There’s a whole other science about how beneficial gratitude is to health and well-being. People who are more grateful tend to feel more positive emotions more readily and easily. The more grateful tend to be less ruminative or vigilant to threat or distracted by their own personal struggles. They tend to have more satisfying relationships. They have lower blood pressure. They’re better at handling adversity and recovering from setbacks. In a way, when the donor can share a moment of gratitude with the person that they have supported, it’s a double benefit to the donor themselves.

Is there one thing in your keynote that you think will really surprise people?

The other fun surprise about gratitude is that the real problem isn’t that people are not grateful. In fact, most people, when surveyed, report that gratitude is incredibly important. They value it as a fundamental human virtue and they aspire to be as grateful as they can. But at the same time, when asked how grateful they think society is, or how grateful humans are in general, most people report that they perceive gratitude to be declining.

The real pitfall appears to be that we don’t hear enough of gratitude in the kind of rich and authentic way that is convincing. Instead, a lot of the moments where we can be grateful, instead are treated as transactional. In the workplace, if somebody you manage does something really well, we’re unlikely to actually thank them for the heartfelt passion they put into doing that because there’s this idea of, “oh, well they get paid for it, so I don’t actually have to thank them.” Also, in relationships between spouses, people just tend to get used to other people’s contributions to the goodness that they experience in their life and ultimately take it for granted.
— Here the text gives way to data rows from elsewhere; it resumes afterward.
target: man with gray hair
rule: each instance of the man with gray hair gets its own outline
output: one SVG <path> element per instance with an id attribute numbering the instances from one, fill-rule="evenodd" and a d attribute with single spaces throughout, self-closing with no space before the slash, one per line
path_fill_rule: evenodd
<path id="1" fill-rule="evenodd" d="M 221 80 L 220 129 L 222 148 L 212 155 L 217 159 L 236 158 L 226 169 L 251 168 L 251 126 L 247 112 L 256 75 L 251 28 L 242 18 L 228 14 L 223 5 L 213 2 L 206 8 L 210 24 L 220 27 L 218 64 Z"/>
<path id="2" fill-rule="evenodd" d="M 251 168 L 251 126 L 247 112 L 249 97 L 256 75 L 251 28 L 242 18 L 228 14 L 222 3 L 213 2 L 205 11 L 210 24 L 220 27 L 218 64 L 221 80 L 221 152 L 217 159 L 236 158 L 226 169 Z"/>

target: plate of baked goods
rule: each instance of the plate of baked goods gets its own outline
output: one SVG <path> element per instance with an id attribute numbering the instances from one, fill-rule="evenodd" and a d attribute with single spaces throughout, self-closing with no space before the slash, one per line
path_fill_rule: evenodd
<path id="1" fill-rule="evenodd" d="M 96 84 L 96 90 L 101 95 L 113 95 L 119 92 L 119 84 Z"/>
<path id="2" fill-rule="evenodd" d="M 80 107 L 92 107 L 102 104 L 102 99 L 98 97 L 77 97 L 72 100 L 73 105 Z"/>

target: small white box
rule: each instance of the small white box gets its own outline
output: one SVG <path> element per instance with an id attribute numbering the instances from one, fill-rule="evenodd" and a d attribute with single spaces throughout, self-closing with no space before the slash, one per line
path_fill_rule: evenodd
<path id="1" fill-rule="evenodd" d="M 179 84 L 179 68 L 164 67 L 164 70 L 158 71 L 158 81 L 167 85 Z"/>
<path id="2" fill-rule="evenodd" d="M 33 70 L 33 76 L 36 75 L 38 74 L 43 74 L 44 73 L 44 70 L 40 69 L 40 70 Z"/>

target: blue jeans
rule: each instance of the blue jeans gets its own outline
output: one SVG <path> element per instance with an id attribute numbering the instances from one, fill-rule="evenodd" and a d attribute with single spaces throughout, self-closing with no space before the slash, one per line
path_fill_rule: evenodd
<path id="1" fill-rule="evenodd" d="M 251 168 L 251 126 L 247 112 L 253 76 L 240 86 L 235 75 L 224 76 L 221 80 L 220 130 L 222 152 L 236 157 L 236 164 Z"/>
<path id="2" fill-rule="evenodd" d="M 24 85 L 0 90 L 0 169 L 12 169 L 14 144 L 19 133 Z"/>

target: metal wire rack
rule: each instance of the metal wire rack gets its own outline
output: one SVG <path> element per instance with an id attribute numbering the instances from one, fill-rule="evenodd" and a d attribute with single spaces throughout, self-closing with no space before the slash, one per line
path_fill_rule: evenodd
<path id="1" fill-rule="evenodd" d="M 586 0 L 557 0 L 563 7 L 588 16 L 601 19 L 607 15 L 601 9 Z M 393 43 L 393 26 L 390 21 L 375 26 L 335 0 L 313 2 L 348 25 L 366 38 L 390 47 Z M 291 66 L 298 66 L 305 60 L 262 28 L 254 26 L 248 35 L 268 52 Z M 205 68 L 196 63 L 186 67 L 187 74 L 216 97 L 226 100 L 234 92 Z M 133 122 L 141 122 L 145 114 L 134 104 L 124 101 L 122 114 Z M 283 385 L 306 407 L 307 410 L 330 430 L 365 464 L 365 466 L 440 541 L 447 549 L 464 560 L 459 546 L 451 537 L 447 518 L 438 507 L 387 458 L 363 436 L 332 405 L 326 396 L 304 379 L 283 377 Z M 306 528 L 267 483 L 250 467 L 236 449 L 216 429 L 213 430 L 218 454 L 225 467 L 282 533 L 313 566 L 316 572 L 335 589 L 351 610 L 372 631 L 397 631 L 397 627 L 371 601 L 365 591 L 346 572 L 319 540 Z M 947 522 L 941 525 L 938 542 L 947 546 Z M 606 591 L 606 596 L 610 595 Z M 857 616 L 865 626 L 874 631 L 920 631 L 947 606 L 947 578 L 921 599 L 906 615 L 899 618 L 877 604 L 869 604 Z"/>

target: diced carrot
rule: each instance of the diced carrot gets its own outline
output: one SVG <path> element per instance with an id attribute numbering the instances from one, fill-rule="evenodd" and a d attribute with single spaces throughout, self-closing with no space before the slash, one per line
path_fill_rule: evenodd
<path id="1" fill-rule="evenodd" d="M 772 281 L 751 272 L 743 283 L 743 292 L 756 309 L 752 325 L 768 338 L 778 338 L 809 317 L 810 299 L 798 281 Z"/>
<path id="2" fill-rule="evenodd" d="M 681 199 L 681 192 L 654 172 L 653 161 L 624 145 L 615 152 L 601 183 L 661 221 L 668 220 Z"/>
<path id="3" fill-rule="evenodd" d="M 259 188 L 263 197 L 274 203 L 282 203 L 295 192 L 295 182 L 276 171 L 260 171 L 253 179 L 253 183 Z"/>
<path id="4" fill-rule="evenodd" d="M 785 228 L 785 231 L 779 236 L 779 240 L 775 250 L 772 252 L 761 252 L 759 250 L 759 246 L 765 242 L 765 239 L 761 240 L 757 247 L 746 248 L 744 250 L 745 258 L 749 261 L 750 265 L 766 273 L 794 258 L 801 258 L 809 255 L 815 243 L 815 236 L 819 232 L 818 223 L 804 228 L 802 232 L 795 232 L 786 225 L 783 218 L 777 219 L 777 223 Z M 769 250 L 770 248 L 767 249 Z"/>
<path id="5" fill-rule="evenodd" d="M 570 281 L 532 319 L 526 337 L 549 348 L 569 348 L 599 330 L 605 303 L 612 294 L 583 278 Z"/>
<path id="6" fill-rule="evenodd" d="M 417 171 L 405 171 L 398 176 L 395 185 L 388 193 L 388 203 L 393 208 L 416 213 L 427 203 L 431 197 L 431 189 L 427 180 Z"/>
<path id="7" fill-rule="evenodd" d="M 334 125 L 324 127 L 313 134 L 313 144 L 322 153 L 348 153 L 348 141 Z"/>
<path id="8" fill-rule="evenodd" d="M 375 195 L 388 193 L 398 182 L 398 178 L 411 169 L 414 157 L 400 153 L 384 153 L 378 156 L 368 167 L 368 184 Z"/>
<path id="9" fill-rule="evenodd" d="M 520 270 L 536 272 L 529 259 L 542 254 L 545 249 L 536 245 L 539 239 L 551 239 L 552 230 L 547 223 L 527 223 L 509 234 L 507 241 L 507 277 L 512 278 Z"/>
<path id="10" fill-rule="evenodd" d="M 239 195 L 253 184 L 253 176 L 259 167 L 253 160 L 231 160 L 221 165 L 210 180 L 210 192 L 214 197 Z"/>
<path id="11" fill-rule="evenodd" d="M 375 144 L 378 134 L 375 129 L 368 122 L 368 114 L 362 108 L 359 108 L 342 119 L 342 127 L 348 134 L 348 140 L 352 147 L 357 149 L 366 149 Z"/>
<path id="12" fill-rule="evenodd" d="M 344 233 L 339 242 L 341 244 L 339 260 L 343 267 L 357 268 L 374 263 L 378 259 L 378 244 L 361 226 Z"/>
There’s incredible potential that we all have in actually just saying “thank you” more to others. People tend to then say it back to us. We tend to feel more grateful. The hope is that, through increasing habits of expressing gratitude openly and thoroughly, perhaps that perception that gratitude is diminishing in the world will reverse. It’s about getting in the habit of saying thank you and saying it in a way that really touches another person.

Why do attendees need to hear your keynote, and what do you hope they take away from it?

Donor relations professionals are at the hub of opportunity for leveraging gratitude for good. You’re in the middle of an interaction where people are engaging in a highly pro-social act. To be able to flesh out to both members of that dynamic why that is of benefit to their health and well-being is important.

I hope they take away a conviction to go out and bring out the intrinsic and innate benefits of philanthropy to donors and maximize their potential to have experiences of gratitude.

I think that one of the biggest sources of stress for humans is that we’re less able to actually help others than we’d like to be able to—for lack of time, lack of infinite resources, or lack of energy. Donors, in a strange way, are in this coveted position of having the resources to help other people more than most of us might feel like we’re able to. In a funny way, that’s something to be grateful for.

This interview has been edited and condensed for clarity.